A tenor de lo sucedido en la última feria del libro de Madrid está claro que el negocio libresco no sufre una crisis, sino todo lo contrario. Las colas han sido tremendas. Y personajes como Risto Mejide, Aida Nízar y Boris Izaguirre han roto todos los records de ventas. Los libreros sonríen encantados, porque el negocio funciona y no me extrañaría que algún constructor se pasara a este ramo cada vez más parecido al suyo: la cosa también consiste en colocar un ladrillo encima de otro y esperar al comprador. Asunto distinto son las editoriales que se dedican a la literatura. La literatura sí está en crisis, y peor que la construcción. Con el tiempo veremos cómo los críticos de postín consagran a estos autores mediáticos. La calidad de los libros tiene un baremo claro: si vendes, eres bueno; si no, algo habrás hecho mal. No es extraño, en este clima, que la feria del libro pierda sus rasgos literarios y que acudan a ella los mismos individuos de escasa moralidad que habitan en el submundo pestilente pero adinerado de la televisión. Y es que los agoreros suelen equivocarse: la era de la palabra escrita no ha terminado. Lo que agoniza es la literatura, porque en un mundo donde hasta la política es una ficción, ¿quién quiere llegar a casa y leer otra novela?

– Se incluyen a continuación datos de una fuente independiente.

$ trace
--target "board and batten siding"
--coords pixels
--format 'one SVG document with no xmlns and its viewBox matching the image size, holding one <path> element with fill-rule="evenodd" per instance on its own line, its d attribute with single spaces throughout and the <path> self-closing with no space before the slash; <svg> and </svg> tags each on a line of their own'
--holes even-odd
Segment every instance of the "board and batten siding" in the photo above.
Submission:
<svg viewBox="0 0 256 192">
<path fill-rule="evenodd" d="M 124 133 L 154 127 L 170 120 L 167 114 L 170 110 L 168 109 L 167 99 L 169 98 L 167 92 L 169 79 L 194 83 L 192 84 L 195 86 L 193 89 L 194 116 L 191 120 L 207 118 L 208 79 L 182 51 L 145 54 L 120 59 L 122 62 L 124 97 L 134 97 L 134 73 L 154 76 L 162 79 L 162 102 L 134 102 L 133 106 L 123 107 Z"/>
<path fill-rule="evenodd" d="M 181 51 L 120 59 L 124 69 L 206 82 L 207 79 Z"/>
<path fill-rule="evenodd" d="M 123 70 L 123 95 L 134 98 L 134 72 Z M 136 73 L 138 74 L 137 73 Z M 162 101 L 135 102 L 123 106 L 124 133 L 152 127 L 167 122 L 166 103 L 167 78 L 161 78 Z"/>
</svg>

La palabra escrita, sin embargo, triunfa por doquier, aunque para ello haya tenido que degradarse. Nunca se han redactado tantas cartas como en la actualidad y el flujo de misivas postales jamás fue tan enorme como el de e-mails. Personas que no habían escrito una línea en su vida, de pronto se transforman en grafómanos gracias a que internet les concede un espacio donde volcar sus experiencias, pensamientos o bilis.

Abundan los foros donde se discute por escrito de todo lo que nos concierne, desde la posibilidad de una nueva glaciación hasta si El Bierzo es una nación o una nación de naciones, como sospechamos algunos
Y nadie puede negar que navegar por la red implica una actividad lectora: la información que circula por ella no siempre está basada en una reflexión valiosa ni culta, es cierto, pero la gran mayoría de su contenido sólo es accesible mediante la lectura. Abundan los foros donde se discute por escrito de todo lo que nos concierne, desde la posibilidad de una nueva glaciación hasta si El Bierzo es una nación o una nación de naciones, como sospechamos algunos. Por si esto fuera poco, las estadísticas anuncian que se publican más libros que nunca, que las novedades se sobreponen unas a otras con una voracidad implacable, a empujones, como japoneses en la hora punta del metro. Cada día, millones de palabras escritas nos asaltan desde muy temprano como avispas enrabietadas: los periódicos gratuitos que nos entregan agresivamente, las páginas web que se abren sin avisar, el spam que colapsa nuestras direcciones electrónicas, los sms publicitarios que provocan el molesto pitido del teléfono móvil. ¿Estamos ante la era de la imagen o de la palabra escrita? Ni idea, pero estoy convencido de que ya hay algún sesudo catedrático escribiendo un ensayo sobre tan enjundioso dilema.